How are they managing it? I if knew that, I'd be a GM. But a few things stand out. Firstly, a lights-out bullpen, which means the team hangs onto a lead like a Michael Vick pit bull: we're 60-10 when leading after five innings. At any point thereafter, manager Bob Melvin can hand things over to the Four Relievers of the Apocalypse (Jose Valverde, Brandon Lyon, Juan Cruz and Tony Pena), who have pitched 275 innings - basically a starter and a half - with a combined ERA below three. Add the most-productive pinch-hitters in the majors, so they can usually score runs when needed, and that's likely why they have a 32-19 record in one-run games, which largely explains why they're where they are.

This team could certainly reach the World Series, having won the regular season series against the Padres, Cubs and Phillies, with an overall record of 19-11 against them. On their day, this team can beat anyone in the National League. Hell, Micah Owings can do it all by himself, becoming the first pitcher in at least 50 years to have multiple four-hit games in one season. Is he a pitcher who hits, or a hitter who pitches? And much like him, when the D-backs are firing, they can hurt you a lot of ways. Center fielder Chris Young fell a couple of bases short of becoming the first rookie with a 30 HR, 30 SB season; Eric Byrnes discovered his wheels, doubling his stolen-base total of 2006, already a career-high. Nine different players hit ten or more homers. The Diamondbacks are an unstoppable force.

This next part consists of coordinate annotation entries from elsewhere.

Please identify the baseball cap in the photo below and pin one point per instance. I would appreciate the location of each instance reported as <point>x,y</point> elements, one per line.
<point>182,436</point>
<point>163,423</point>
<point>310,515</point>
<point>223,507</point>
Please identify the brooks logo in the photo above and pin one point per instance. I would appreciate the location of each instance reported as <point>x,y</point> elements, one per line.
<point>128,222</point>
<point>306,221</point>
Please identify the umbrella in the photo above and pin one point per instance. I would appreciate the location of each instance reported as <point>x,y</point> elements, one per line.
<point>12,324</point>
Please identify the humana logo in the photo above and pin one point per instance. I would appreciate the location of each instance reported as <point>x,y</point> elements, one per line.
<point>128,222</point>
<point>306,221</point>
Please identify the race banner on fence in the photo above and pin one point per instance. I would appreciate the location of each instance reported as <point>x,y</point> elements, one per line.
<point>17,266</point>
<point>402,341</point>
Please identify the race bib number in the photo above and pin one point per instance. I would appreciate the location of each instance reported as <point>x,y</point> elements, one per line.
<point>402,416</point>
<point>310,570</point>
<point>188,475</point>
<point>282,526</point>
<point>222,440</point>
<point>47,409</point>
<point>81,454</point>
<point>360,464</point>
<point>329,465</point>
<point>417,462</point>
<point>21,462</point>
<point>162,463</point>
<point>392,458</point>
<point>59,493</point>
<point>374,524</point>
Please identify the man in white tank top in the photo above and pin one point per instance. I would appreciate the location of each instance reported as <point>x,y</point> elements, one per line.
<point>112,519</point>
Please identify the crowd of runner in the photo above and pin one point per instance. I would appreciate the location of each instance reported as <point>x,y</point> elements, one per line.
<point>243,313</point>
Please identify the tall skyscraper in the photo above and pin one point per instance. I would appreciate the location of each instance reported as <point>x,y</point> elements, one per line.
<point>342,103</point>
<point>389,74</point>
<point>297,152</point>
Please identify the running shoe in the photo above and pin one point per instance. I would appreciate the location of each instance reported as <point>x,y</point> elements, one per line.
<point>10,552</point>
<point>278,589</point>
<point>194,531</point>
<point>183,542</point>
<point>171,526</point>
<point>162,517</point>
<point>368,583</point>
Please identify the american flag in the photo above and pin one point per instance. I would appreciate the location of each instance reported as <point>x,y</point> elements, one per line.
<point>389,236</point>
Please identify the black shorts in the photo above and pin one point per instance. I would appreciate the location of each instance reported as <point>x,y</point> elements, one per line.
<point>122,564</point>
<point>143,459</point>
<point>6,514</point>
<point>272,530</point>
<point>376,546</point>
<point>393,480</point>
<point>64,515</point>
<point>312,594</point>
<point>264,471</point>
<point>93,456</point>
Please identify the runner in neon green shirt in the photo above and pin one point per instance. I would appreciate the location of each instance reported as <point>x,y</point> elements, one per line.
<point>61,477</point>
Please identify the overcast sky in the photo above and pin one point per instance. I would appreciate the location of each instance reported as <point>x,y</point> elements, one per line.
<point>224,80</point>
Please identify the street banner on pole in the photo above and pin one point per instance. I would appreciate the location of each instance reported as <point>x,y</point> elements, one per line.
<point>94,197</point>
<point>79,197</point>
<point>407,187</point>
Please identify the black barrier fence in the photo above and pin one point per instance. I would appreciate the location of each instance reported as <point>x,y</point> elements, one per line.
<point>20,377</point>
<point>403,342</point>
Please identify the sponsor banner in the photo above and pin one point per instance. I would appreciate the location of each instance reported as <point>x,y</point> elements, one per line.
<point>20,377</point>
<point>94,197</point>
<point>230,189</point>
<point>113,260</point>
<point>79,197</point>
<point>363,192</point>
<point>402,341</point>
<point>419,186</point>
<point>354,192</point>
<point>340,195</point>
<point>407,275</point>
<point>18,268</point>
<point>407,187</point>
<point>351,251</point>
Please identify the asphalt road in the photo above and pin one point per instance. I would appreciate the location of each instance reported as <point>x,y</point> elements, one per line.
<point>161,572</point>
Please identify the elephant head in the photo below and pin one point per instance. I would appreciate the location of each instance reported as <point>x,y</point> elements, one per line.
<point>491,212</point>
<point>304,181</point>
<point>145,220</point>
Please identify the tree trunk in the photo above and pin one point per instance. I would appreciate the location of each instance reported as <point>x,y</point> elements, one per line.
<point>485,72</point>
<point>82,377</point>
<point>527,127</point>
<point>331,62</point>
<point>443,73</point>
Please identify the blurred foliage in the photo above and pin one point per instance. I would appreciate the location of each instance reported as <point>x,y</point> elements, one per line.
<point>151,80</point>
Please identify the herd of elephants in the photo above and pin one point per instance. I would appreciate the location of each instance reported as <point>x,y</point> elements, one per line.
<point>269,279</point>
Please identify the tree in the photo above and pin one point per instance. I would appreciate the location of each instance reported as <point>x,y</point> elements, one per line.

On the other hand, they could, equally well, get swept in the NLDS. Byrnes pops up an awful lot for someone who signed a midseason $30m contract. Stephen Drew leaves Arizona fans longing for the hitting stroke of ... er, Craig Counsell. Carlos Quentin flopped so badly, he was tossed back to Tucson. Much as we love Augie 'The Littlest Ballplayer' Ojeda, he is not Orlando Hudson, lost with a busted thumb for the season. And opponents are batting .363 off Livan Hernandez this month. The Diamondbacks do not have a chance in hell.

But, this year, Arizona fans have mastered the art of doublethink, and the above paragraphs, if a bundle of contradictions, are an entirely accurate (if not, perhaps, particularly helpful) assessment of Arizona's postseason potential. Nothing would surprise me any longer about this team: they have already surpassed expectations simply by getting here, and whatever happens, they've given the state its most unforgettable ride since the World Series win over the Yankees.

Who knows where it'll stop? Back in the preseason, when Will asked me for a preview, I wrote, "You can still get the Diamondbacks at odds of 66-1 to win the 2007 World Series. Frankly, that's a gift, and readers might consider contacting their overseas relatives in regard to this matter, before the sports books catch on." I hope you took that advice: I'll be in contact for my 5 percent shortly.